The input in the post only allows for a 20% annual return. If it went any higher the argument for renting would become even stronger.

The opportunity cost of tying up all that cash, time & energy is almost never worth it.

One of the only times it makes since to finance your primary residence is when you know you are buying a property substantially under market, and reselling it. Some folks call that flipping. Or if you buy a duplex, live in one side, and work the deal so the tenant is paying all or most of the mortgage (some circumstance like that).

Buying a rental house (or 20) the right way, and renting them out forever is one of the best passive business models I’ve ever experienced. This discussion is only about your primary residence.

And that’s just half of the decision. The other half is location. Every apartment or townhouse I’ve ever lived in centered around a ton of fun. Every house I’ve lived in was in the quiet suburbs where we did chores on Sunday.

A few years ago, I sold my primary residence and paid cash for a townhouse in Old Town Scottsdale, Arizona smack in the middle of all the fun. We completely renovated it and I can’t imagine living anywhere else.

It was one of the best financial and lifestyle decisions I’ve ever made.
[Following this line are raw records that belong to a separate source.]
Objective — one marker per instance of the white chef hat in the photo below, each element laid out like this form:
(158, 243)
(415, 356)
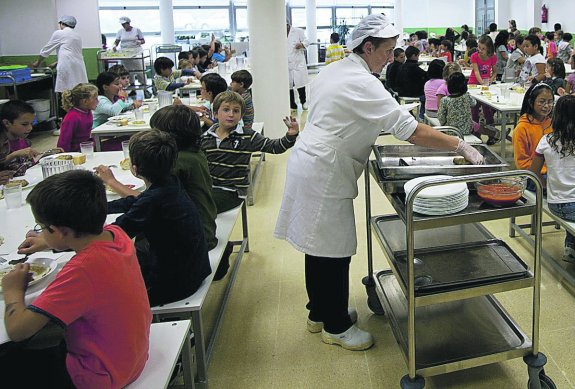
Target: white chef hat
(374, 25)
(68, 20)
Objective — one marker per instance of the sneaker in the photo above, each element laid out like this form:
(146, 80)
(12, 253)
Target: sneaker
(353, 339)
(569, 254)
(316, 326)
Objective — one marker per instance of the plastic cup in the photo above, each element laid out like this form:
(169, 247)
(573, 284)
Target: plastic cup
(139, 114)
(126, 148)
(13, 194)
(87, 148)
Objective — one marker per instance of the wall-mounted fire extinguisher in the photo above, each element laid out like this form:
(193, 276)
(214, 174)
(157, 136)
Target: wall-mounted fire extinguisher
(544, 13)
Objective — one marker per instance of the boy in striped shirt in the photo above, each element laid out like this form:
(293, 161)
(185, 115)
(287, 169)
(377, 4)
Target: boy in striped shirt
(229, 146)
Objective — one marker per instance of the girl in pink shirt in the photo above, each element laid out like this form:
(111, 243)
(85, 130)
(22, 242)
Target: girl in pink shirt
(77, 124)
(483, 65)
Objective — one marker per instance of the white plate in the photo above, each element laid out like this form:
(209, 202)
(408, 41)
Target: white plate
(49, 264)
(435, 191)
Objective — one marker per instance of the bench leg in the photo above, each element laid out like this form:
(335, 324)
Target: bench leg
(201, 358)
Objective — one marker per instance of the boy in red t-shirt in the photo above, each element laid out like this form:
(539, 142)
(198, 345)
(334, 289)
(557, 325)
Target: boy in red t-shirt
(98, 297)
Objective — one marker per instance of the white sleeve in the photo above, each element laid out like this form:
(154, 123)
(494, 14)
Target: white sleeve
(54, 42)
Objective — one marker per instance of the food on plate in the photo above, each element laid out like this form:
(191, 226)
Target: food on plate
(125, 164)
(460, 161)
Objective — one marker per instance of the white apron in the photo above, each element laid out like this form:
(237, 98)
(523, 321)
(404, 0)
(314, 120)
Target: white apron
(297, 66)
(345, 119)
(71, 70)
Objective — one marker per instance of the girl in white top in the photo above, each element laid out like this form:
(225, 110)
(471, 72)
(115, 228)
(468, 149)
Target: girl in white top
(534, 65)
(557, 150)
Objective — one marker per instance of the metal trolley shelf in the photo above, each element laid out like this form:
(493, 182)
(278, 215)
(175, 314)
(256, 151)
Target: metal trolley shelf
(444, 272)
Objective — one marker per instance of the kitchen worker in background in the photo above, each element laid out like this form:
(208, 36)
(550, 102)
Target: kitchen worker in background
(70, 67)
(131, 38)
(297, 66)
(316, 214)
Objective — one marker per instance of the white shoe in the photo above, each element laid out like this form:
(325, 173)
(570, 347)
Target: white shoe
(316, 326)
(353, 339)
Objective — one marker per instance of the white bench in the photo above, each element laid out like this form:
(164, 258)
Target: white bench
(192, 305)
(167, 341)
(254, 172)
(557, 223)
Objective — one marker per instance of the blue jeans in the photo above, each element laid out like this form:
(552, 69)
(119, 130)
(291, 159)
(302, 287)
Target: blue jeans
(565, 211)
Renting is almost always better, when you consider every aspect.

I make more than enough to buy a nice home and everyone I know owns a home and wonders why I don't. I've been spending all my free cash on rental property while we continue to rent our primary residence. My wife would love to buy a home but after seeing the returns from my rental property, I just can't justify buying a primary residence due to the opportunity cost. Ultimately, I'd be paying a down payment for a home, which then commits me to paying a mortgage when I could use that same money to buy another rental property that makes me a ton of cash. My parents recently questioned why I don't buy a house because they think that's what every smart person with money does. I'd like to think I'm enlightened. :) Perhaps I'll buy a home when I have so much money, it doesn't matter any more. :)
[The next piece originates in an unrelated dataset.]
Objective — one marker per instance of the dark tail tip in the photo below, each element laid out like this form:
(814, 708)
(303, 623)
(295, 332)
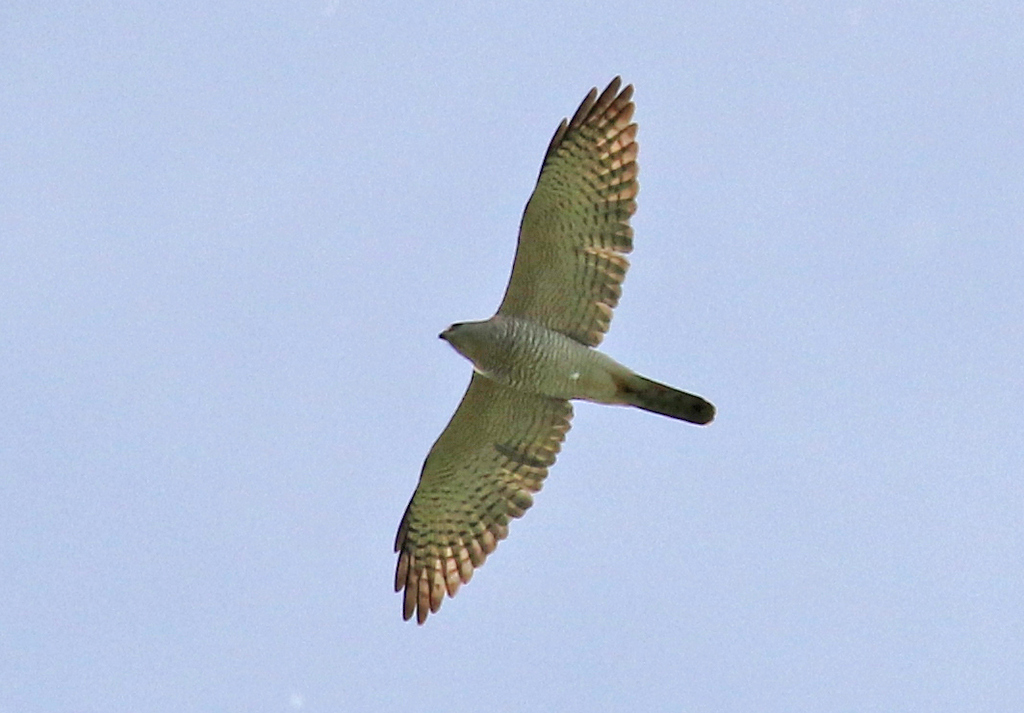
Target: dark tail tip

It's a good article. Of course renting make sense in many instances, lucky for most of us here! If you stay put for a long time, buying makes far more sense because you are eroding the purchase price with inflation, while rent will (theoretically) keep up with inflation. Eventually owning the asset allows one to do other things, whether it is borrow against the asset, rent the asset to others, have an (almost) free place to live, etc., whereas renting forever leaves one bereft of assets at the end. 

Neither approach is "right". There are only scenarios that work for each person depending on the situation.